Xeon Architecture or block diagram

sharanbr

Reputable
Sep 27, 2014
12
0
4,510
Hello All,

Can anyone give me pointers as to where I can find some good block diagram or Architecture for Xeon processor. Mainly I am a little confused with the number of root complex ports in the system (not just processor but full system), how these root complex ports are used, interface from processor to chipset, chipset to south bridge, concept of PCH etc.

If someone can help me with some pointers, I would be very thankful
 


Hi,

Intel's consumer microprocessors (i3, i5, and i7) and business microprocessors (Xeon E3, E5, E7) are usually derived from the same designs. Most of the technical information that you're looking for can be found in Intel's published datasheets which can be found on ark.intel.com
 


Thanks. I got one pdf that talks about intel architecture basics.

There are few observations & questions. I will be glad to get comments ...

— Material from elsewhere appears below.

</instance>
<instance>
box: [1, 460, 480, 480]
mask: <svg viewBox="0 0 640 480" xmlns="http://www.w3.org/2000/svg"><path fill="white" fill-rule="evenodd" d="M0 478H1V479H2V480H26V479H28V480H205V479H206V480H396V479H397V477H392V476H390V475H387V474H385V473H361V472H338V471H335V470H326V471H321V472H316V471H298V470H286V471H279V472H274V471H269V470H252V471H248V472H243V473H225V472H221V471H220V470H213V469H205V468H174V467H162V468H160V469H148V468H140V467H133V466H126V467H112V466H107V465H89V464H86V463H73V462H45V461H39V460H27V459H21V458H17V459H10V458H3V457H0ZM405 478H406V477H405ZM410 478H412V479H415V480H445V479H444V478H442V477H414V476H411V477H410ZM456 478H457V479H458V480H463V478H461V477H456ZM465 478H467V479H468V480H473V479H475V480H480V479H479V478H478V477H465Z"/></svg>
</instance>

The processor has one PCIe interface apart from DMI, Display and Memory interfaces.
Why is PCIe interface from processor needed for?

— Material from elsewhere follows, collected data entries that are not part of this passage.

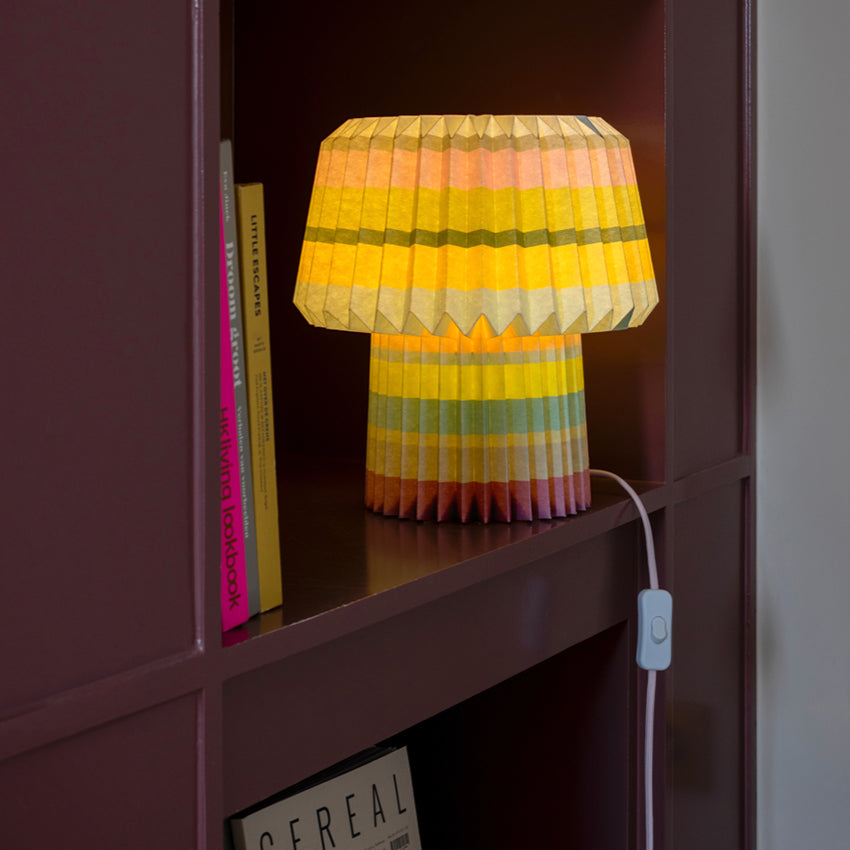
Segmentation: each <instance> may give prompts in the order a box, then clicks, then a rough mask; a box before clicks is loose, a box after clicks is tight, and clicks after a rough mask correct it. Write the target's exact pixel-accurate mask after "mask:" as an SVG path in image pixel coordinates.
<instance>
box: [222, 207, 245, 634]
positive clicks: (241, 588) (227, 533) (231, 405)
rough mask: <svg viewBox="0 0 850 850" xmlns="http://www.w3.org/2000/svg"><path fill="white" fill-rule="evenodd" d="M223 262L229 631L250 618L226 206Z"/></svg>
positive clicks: (223, 514)
mask: <svg viewBox="0 0 850 850" xmlns="http://www.w3.org/2000/svg"><path fill="white" fill-rule="evenodd" d="M219 233H220V239H219V258H220V281H221V284H220V286H219V290H220V307H221V310H220V312H221V319H220V323H219V325H220V334H221V338H220V349H221V351H220V357H221V370H220V384H221V395H220V400H219V457H220V466H219V471H220V479H219V493H220V497H221V508H220V510H221V514H220V516H221V625H222V629H223V630H224V631H229V630H230V629H233V628H235V627H236V626H238V625H240V624H241V623H244V622H245V621H246V620H247V619H248V618H249V617H250V612H249V610H248V587H247V580H246V571H245V549H244V545H243V544H244V540H243V531H242V527H243V524H242V497H241V493H242V490H241V487H240V484H239V451H238V440H237V436H236V404H235V399H234V392H233V389H234V388H233V364H232V360H231V356H230V311H229V308H228V285H227V259H226V255H225V248H224V202H223V201H221V203H220V206H219Z"/></svg>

The processor also has display port. Is this same as graphics port?

The chipset interface is through DMI. Chipset handles most of the peripheral interfaces.
Is this chipset same as PCH?

Since DMI is used to connect to chipset, what is needed in case of multi-CPU systems for CPU-CPU communication?

 


Intel's current lineup of microprocessors have the PCIe root complexes integrated into the microprocessor. This allows the root complex to communicate with the main memory at a much faster rate than it would if it had to cross another bus from the North Bridge to the CPU. Intel's PCH (formerly called the South Bridge) exposes an addition 8 PCIe 2.0 lanes which do have to cross the DMI2.0 bus (which is itself just a proprietary PCIe 2.0 4x format) in order to reach the memory controller. This adds an additional off-chip transaction layer.

The PCIe lanes originating from the CPU are most commonly used for graphics cards, but they can be used for anything including coprocessors (Xeon Phi, Tesla, FireStream), RAID controllers, PCIe attached SSDs, etc... GPUs tend to benefit the most because they do tend to be time sensitive and bandwidth sensitive.

Intel CPUs that have onboard IGPs use an interconnected called Flexible Display Interface (FDI) to communicate with the PCH. The FDI communication works in parallel with the DMI communication. When present, the PCH exposes the FDI interface as a pair of either DisplayPort, HDMI, DVI, or VGA connectors. FDI is derived from DisplayPort.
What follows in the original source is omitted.